Rimpton is a village and civil parish 5 mi north-west of Sherborne, and 6 mi north-east of Yeovil on a tributary of the River Parret in the county of Somerset, England.

==History==

The parish of Rimpton was part of the Horethorne hundred until about 1735, and from then it was considered part of Taunton Deane hundred, although it was some distance from the rest of the hundred. The parish was part of Sherborne Poor Law Union from 1835 to 1896, although it remained part of Somerset.

==Governance==

The parish council has responsibility for local issues, including setting an annual precept (local rate) to cover the council's operating costs and producing annual accounts for public scrutiny. The parish council evaluates local planning applications and works with the local police, district council officers, and neighbourhood watch groups on matters of crime, security, and traffic. The parish council's role also includes initiating projects for the maintenance and repair of parish facilities, as well as consulting with the district council on the maintenance, repair, and improvement of highways, drainage, footpaths, public transport, and street cleaning. Conservation matters (including trees and listed buildings) and environmental issues are also the responsibility of the council.
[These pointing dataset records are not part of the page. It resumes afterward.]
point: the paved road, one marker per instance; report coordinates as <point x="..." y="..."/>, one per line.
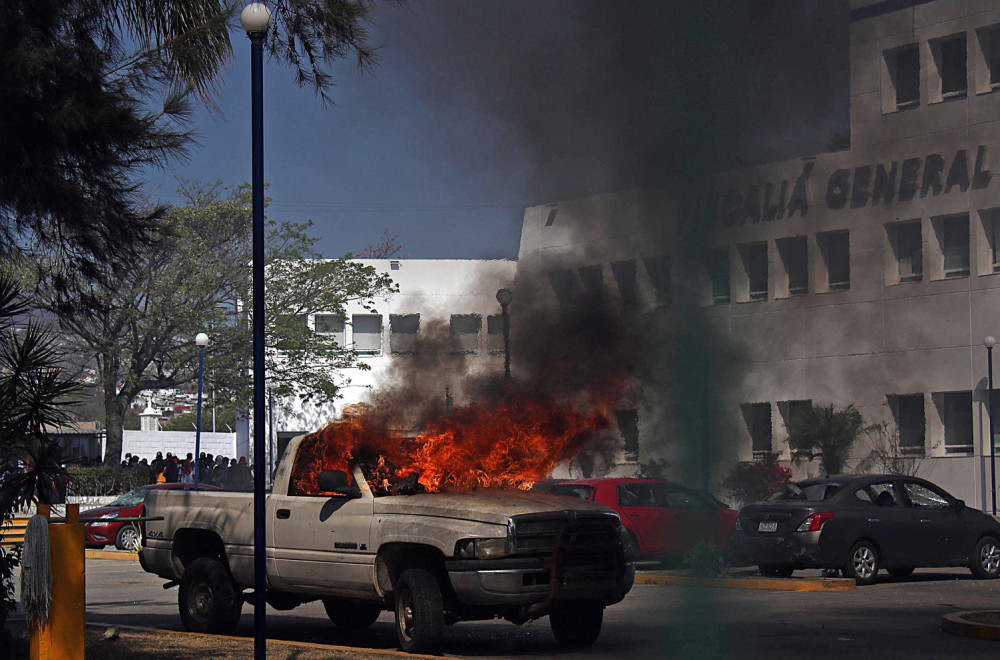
<point x="892" y="619"/>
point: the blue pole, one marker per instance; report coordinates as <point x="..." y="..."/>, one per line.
<point x="197" y="426"/>
<point x="259" y="455"/>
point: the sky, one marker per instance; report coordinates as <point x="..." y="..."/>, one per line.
<point x="481" y="108"/>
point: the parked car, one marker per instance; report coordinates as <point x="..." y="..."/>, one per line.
<point x="864" y="523"/>
<point x="665" y="520"/>
<point x="124" y="536"/>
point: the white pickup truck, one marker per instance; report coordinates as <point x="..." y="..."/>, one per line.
<point x="432" y="558"/>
For local government purposes, since 1 April 2023, the parish comes under the unitary authority of Somerset Council. Prior to this, it was part of the non-metropolitan district of South Somerset (established under the Local Government Act 1972). It was part of Yeovil Rural District before 1974.

Rimpton is part of the electoral ward of Camelot.

It is also part of the Glastonbury and Somerton county constituency represented in the House of Commons of the Parliament of the United Kingdom. It elects one member of parliament (MP) by the first past the post system of election.

==Religious sites==

The Church of St Mary dates from the early 13th century and has been designated by English Heritage as a Grade I listed building.